I started practicing yoga consistently approximately three years ago when a friend suggested that I try taking classes at her studio. I had been searching for a strong yoga studio for quite some time after many years of interval training. As I get older, I have become less interested in high impact classes, which can really strain the body. I started getting hip and lower back pain and injuring various muscles. So, going to workout classes became more of a chore and less of an enjoyable aspect of my life as it had once been. At that point, I knew I had to follow the quintessential advice that I offer clients – find a type/style of physical activity that you love and then you will be more inclined to stick with it. I immediately loved power flow yoga classes since I felt like I could get a great workout without having to strain my body. The classes also really helped my flexibility, focus, and balance.
When you think of yoga, what comes to mind?
I think of relief, calm, strength, and fun (when I attempt new poses and inversions!). Yoga is a sacred place to clear my mind and forget about my worries and responsibilities, while cherishing a special hour when others can guide me through the journey of nurturing and replenishing my mental and physical strength. I believe that one of the key aspects to life is knowing when and how to lead as well as knowing when and how to follow and let others lead the way – the ability to feel your power and then let go of your power at will facilitates the path to inner balance.
What makes me keep going to yoga classes?

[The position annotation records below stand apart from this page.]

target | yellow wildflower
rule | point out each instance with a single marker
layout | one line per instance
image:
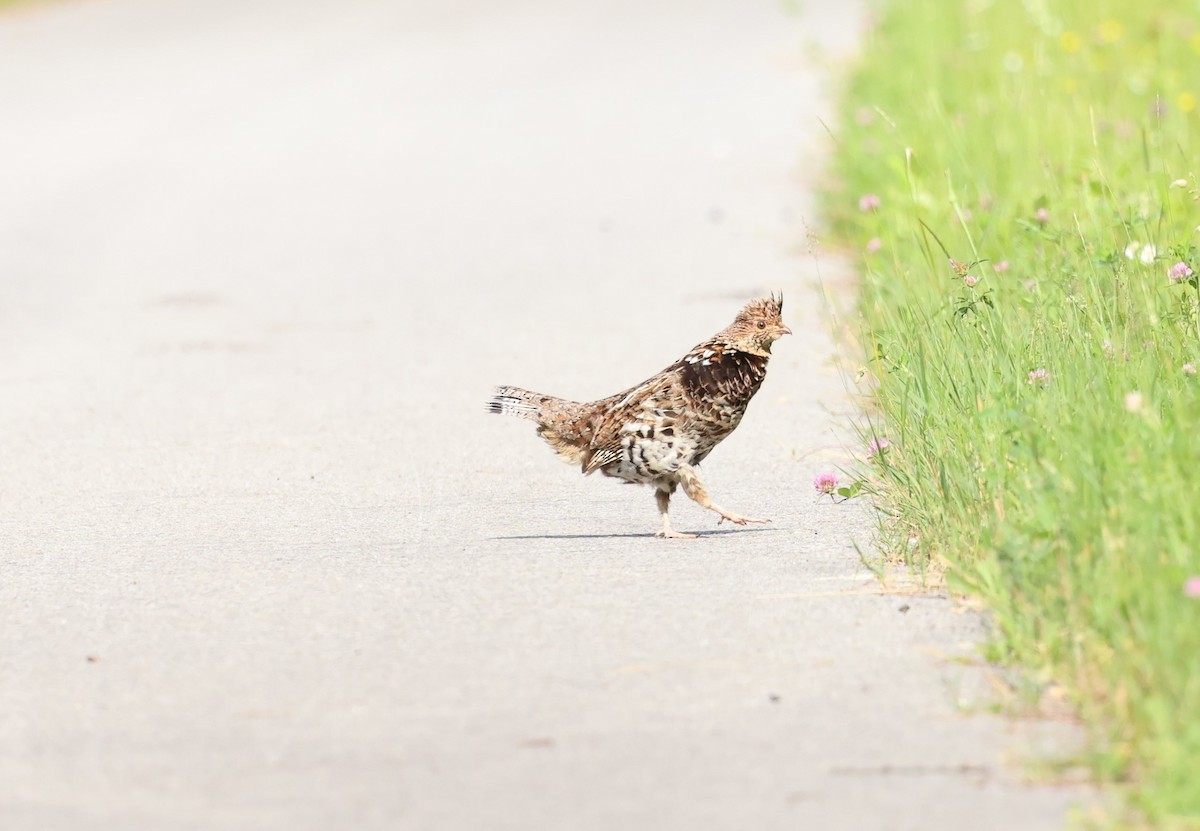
(1111, 30)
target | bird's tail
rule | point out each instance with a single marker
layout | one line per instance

I feel at home when I walk into the studio as I receive such a warm welcome from the instructors, which inspires and motivates me to keep coming back. The yoga instructors I tend to gravitate toward are challenging, yet highly supportive and non-threatening when trying new poses and inversions. I am not worried about how I look when practicing yoga since the atmosphere is conducive to feelings of safety and acceptance regardless of everyone’s yoga level. This experience is similar to many aspects of life – whether someone seeks out a psychologist, a physician, a friend, a partner, support group, workplace environment, etc. A sense of unconditional acceptance, which has enhanced my yoga practice in ways I did not think possible, can most likely foster someone’s quest for serenity and/or behavior change. Last, but not least, I appreciate the thoughtful quotes, passages, and stories uttered by each and every instructor, who take the time to share their stories, pain, vulnerability, or simply positive messages that can undoubtedly benefit our lives. Sharing spiritual journeys normalize who we are as individuals and demonstrate that we need the support of others to maintain emotional, mental, and physical strength and, ultimately, balance.